Kitty held up her hands. “No one. I just came because—”

“Because why?” The fear or shock was gone now, what was left behind was something like anger, like hatred. “You tell me who the fuck sent you!”

Kitty thought he was going to come right over the desk at her. “Listen, Mr. Bascomb…nobody sent me. I don’t know what you’re getting so riled about…I just came to ask a few questions about an act.”

That seemed to soothe him. He pulled off his cigarette, breathing hard. “Yeah, I used to handle McBane and I don’t anymore. And that’s all I got to say on the matter.”

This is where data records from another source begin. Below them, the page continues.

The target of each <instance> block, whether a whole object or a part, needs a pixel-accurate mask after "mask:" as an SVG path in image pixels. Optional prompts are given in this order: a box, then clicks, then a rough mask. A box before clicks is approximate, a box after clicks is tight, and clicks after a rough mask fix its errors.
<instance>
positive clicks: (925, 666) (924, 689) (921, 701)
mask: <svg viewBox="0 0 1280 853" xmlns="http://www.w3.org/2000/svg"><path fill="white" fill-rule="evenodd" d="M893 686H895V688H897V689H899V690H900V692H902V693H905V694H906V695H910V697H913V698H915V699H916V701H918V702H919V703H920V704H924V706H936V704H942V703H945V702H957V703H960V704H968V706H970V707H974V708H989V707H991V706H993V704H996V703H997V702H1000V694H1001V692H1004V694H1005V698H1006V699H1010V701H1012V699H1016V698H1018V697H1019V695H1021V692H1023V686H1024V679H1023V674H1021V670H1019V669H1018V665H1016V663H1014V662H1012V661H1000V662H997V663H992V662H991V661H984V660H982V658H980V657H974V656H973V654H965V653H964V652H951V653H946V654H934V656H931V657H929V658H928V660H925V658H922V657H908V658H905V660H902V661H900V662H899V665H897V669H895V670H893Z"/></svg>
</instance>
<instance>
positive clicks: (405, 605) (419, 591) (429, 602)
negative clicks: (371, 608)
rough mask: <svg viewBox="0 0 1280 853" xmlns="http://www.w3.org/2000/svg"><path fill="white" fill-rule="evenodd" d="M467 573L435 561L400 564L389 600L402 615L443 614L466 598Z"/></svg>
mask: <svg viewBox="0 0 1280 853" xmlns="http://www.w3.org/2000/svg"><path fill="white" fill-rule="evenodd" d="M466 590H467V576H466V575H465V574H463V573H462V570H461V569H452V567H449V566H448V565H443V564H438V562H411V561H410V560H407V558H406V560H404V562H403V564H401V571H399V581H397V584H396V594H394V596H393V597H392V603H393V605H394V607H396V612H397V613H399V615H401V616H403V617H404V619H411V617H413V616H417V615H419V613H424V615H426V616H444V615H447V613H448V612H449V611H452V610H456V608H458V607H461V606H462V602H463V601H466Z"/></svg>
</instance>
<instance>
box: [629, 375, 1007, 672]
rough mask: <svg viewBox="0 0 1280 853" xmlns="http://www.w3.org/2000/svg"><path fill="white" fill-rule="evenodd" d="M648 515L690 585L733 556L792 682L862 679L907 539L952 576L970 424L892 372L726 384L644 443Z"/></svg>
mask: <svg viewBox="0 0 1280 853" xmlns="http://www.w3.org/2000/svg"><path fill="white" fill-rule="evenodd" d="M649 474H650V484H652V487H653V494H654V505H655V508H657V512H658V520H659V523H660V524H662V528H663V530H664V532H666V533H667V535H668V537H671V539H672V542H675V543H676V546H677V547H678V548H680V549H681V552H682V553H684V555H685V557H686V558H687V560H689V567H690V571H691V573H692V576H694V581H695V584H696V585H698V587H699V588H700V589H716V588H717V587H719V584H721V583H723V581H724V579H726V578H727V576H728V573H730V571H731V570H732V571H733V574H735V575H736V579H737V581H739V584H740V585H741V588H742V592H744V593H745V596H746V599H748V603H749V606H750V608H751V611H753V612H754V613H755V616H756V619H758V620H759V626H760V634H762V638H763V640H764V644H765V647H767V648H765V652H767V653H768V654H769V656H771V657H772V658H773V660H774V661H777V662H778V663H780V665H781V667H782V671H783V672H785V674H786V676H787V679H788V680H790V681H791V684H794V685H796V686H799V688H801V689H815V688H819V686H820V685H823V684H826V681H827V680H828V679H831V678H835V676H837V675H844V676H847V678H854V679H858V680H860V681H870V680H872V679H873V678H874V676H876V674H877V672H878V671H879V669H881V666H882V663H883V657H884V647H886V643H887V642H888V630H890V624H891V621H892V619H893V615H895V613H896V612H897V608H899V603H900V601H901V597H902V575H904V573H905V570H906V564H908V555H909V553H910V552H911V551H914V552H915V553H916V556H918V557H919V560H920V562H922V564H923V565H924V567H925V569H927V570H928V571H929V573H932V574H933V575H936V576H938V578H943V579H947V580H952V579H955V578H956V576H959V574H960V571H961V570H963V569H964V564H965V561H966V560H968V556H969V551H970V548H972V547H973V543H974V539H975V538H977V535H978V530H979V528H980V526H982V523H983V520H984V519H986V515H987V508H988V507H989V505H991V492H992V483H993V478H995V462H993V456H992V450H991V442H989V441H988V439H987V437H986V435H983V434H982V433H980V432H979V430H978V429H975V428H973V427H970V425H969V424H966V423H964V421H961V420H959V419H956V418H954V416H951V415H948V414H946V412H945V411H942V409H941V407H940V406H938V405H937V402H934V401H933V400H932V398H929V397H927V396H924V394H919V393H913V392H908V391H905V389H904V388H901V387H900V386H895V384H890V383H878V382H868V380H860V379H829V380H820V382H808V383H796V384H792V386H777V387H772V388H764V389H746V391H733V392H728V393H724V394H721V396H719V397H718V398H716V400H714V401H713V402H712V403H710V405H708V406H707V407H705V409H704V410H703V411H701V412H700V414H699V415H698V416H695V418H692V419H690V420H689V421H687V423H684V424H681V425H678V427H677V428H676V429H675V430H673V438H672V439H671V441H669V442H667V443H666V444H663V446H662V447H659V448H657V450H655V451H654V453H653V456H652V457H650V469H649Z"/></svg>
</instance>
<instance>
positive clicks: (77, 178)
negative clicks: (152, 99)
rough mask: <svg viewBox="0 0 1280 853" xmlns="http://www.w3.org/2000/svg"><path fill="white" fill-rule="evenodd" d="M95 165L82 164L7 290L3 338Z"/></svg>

But Kitty hadn’t come this far to back away now.

What she needed here was bait.

So she laid it out for him, knowing she’d have to put her cards on the table, confess before she’d get a confession. “I’m looking for my sister, Mr. Bascomb. She was Ronny McBane’s assistant. That’s all I know. She disappeared five months ago and I’d like to know why.”

Bascomb softened. “Did you go to the police?”

“Oh yes, several times. But there’s nothing there. It’s not like they found her body or anything. She just disappeared, cleaned out her things at the room she was staying in and became a statistic.”

“And you think McBane has something to do with it?”

“Yes,” Kitty said. “Maybe I’m wrong, but something tells me I’m not.”

Bascomb stared off into space. “Well, I’m sorry for your sister. I really am. But what do you want from me? I haven’t handled McBane in three years, closer to four.”